Hello, ice, was mounted below the pairs of vtrac without repeating digits among themselves until
* I could, a few pairs was forced to repeat the digits starting and ending
So instead of riding in 01 15, 02 26, I rode without repetition or 24 vtrac
* Digits, with this pair enjoy the accumulation of correct two numbers in vtrac
So playing with 24 vtrac to see the use of it?
01 49
02 48
12 36
10 25
13 29
14 28
09 42
03 47
04 39
05 46
06 38
07 45
17 20
18 43
35 41
19 24
21 37
16 32
15 31
23 40
08 26
11 22
33 44
27 30 34

 

[jack]

Hello, icew, this last post is an idea to assemble pairs of vtrac, nonrepeating pairs between your 4 digit, to take the hit on a couple of accumulation vtrac
Icew, you can create tools to simulate and test game situations?

 

[Icewynd]

Hello, icew, this last post is an idea to assemble pairs of vtrac, nonrepeating pairs between your 4 digit, to take the hit on a couple of accumulation vtrac
Icew, you can create tools to simulate and test game situations?

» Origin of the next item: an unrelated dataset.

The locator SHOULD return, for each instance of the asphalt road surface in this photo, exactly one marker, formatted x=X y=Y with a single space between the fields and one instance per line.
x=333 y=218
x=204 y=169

Sorry, Jack. That is beyond my capabilities.

 

[jack]

hello, icewynd, what part do not you understand? Easy is almost always a couple of vtrac
Without the 4 digit repetetido not go into a draw, example
The vtrac, 01 23, there is no repetition of digits in the pair vtrac, you have to differentiate
The vtrac, which goes inside the numbers and vtrac and normal peers, understanding this, it's easy
This hybrid mixture seems a good way of normal peers and the rest vtrac because the normal peers may serve as a pivot or reference, icewynd, you can create wheels with the hybrid combination!!